I represented the UK at the fisheries part of the Agriculture and Fisheries Council in Brussels on 18-20 December. Richard Lochhead, Michelle O’Neill and Alun Davies attended for Scotland, Northern Ireland and Wales respectively.
The annual December round of negotiations for Total Allowable Catches (TACs) and Quotas is a difficult negotiation. This year was particularly challenging. UK fishermen were facing automatic 25% reductions in the time they can spend at sea, as well as significant decreases in TACs and quotas.
I entered this year’s negotiation clear in my mind that decisions on quotas, or days spent at sea, need to be based on three clear principles: following scientific advice; sustainability; and the need for continued discard reduction.

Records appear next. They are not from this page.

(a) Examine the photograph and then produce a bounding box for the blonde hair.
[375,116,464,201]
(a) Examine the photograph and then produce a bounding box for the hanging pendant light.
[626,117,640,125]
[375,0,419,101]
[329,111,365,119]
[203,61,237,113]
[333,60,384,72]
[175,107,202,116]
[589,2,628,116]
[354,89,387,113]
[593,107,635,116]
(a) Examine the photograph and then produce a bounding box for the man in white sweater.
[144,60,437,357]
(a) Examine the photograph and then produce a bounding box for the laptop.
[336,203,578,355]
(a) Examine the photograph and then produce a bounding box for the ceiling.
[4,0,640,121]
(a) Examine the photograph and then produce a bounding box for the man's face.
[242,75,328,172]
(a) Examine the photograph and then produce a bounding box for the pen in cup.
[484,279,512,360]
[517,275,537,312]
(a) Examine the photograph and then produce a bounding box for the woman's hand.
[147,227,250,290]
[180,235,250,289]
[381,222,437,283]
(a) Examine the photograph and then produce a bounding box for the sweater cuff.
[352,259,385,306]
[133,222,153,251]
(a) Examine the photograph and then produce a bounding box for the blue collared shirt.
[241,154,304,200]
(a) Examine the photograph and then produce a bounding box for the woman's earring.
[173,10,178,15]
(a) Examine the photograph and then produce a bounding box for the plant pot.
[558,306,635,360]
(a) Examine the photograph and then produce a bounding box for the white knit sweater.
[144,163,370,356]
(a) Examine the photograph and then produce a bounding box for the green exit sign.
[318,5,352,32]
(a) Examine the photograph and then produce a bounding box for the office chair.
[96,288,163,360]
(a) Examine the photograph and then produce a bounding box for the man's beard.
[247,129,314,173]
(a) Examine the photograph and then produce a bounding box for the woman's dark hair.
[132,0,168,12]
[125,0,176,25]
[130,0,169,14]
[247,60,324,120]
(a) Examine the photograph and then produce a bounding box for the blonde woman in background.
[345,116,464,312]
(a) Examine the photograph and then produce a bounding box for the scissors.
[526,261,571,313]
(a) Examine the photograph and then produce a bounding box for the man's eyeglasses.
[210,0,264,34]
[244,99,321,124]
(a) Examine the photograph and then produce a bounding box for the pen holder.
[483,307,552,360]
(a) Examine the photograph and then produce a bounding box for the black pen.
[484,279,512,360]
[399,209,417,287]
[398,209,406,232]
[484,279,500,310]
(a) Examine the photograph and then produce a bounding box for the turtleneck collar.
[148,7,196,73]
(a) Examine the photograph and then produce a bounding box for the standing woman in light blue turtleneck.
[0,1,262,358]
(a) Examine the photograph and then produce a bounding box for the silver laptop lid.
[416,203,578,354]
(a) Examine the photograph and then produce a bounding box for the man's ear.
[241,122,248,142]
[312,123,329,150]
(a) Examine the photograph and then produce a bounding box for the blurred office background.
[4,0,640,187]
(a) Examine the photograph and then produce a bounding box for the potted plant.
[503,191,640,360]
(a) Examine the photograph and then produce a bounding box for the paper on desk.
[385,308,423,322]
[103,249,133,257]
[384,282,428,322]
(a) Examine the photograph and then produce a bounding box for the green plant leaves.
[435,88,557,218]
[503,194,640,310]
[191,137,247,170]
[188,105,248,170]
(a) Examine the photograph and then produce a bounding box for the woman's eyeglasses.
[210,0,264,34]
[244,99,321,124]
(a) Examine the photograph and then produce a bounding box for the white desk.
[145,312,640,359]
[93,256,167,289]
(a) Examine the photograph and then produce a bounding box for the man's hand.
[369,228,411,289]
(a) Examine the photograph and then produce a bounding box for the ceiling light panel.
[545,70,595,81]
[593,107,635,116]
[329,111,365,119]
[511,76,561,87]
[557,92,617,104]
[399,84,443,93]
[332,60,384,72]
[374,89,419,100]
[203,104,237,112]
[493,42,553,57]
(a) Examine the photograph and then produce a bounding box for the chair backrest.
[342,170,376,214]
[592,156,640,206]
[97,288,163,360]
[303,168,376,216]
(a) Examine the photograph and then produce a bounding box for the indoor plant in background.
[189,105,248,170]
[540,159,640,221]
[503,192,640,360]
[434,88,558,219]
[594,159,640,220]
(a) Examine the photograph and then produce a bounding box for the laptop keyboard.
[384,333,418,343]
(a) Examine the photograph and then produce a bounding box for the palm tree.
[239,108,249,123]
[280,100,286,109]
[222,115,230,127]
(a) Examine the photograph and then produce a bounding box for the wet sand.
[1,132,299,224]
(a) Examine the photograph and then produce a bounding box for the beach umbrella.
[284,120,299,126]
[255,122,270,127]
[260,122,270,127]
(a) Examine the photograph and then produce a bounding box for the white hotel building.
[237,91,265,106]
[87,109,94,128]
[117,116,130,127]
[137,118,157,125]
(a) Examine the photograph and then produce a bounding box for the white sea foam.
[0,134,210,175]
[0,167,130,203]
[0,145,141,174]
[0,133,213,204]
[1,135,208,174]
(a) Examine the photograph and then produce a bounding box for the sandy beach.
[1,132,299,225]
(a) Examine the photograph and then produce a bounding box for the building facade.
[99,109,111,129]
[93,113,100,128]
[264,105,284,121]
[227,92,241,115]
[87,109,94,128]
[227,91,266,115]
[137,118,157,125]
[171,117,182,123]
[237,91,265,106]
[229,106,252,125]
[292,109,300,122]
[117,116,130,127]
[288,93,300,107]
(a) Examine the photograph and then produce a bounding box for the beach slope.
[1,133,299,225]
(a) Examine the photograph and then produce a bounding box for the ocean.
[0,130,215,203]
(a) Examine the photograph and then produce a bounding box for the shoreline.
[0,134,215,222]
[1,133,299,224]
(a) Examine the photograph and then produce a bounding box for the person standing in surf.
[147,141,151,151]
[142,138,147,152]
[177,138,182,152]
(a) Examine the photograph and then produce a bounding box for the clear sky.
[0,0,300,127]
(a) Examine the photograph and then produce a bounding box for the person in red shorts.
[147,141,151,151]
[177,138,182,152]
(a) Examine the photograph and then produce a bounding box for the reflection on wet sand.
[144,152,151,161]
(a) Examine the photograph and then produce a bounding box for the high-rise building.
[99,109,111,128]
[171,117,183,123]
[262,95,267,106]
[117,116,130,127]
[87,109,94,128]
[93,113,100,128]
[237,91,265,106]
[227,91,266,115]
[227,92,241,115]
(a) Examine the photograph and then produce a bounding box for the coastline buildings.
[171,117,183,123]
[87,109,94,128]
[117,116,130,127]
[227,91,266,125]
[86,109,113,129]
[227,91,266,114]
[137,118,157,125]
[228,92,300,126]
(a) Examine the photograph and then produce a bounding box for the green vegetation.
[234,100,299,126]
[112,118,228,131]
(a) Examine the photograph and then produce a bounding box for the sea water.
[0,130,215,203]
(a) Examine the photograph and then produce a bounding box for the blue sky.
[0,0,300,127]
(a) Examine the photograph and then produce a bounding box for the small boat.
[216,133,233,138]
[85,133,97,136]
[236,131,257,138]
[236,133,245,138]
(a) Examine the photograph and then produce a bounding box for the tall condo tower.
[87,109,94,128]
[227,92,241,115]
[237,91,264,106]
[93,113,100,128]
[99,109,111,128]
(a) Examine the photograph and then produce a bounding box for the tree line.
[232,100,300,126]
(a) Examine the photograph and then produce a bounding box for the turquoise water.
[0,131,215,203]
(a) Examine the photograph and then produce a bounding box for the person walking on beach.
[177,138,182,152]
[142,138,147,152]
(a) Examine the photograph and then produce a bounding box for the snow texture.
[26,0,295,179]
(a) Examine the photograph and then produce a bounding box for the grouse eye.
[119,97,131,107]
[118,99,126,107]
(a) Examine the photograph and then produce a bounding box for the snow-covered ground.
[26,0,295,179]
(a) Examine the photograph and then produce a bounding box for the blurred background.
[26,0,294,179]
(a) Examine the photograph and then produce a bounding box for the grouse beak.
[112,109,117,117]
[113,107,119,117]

Mr Speaker, we adhered to these principles throughout and I am pleased to report to the House that the UK Government secured a deal that was good both for the health of our seas and the UK fishing industry.
We secured agreement to end automatic reductions to the number of days fishermen can spend at sea, overcoming the legal obstacles in the Cod Recovery Plan. The number of available days in 2013 will be at the same level as 2012, giving fishermen the time to fish sustainably, avoiding discards and juvenile fish.
The quota for North Sea cod in 2013 will be decided during the EU/Norway negotiations next week. We removed the requirement for this to be based on an automatic 20% reduction, instead enabling the quota to be set on the basis of scientific evidence. Reflecting the latest science the UK is calling for a rollover of the TAC to decrease discards, increase the likelihood of achieving Maximum Sustainable Yield (MSY) by 2015 and improving the stock biomass.
This outcome, together with our success in removing proposed restrictions on discard reduction programmes, means that our highly successful and ground breaking Catch Quota scheme, which effectively eliminates discards, can continue to grow and develop this year.
On fish quotas, where the scientific evidence showed that significant cuts in quota were necessary for the health of the stock we accepted them. For example: North Sea Nephrops, Celtic Sea herring and Rockall haddock. But where they were not justified we successfully managed to fight huge cuts to quotas across a number of different fish stocks. The proposed cuts to quotas were often not supported by the available evidence and would have led to an increase in the discarding of perfectly edible fish.
Successes included mitigating a 55% cut in South West haddock to 15%, a 48% cut in West of Scotland haddock to 30% and overturning a 12% cut to a 6% increase in Nephrops around Northern Ireland.
Because a number of stocks are improving we were able to increase quotas for them this year. For example, we secured increases in quota for plaice and sole in the Channel, Nephrops in West of Scotland and cod and whiting in the South West. We are also hoping to secure increases in many of the North Sea stocks, in line with the scientific advice, as part of the EU/Norway discussions next week.
Through the night the UK team battled hard to reach an agreement that ensures the long term sustainability of fish stocks, whilst providing short term catching opportunities for our fishing industry. The package we secured helps all sectors of the industry, large and small, and delivers benefits for all parts of the UK - north, south, east and west.
This was a good result for the UK fleet and for sustainable exploitation of the fish on which our fishermen depend. It also supports our wider objectives on the reform of the Common Fisheries Policy and it was a timely coincidence that the European Parliament were voting on CFP reform at the same time that the annual quota negotiations were taking place.
I was very pleased that ambitious provisions to eliminate discards, set fishing rates sustainably and allow for regional decision making were voted through. This was an important step forward for the reform process, and bodes well that the final package we will negotiate this year will include the radical reforms we all agree are needed.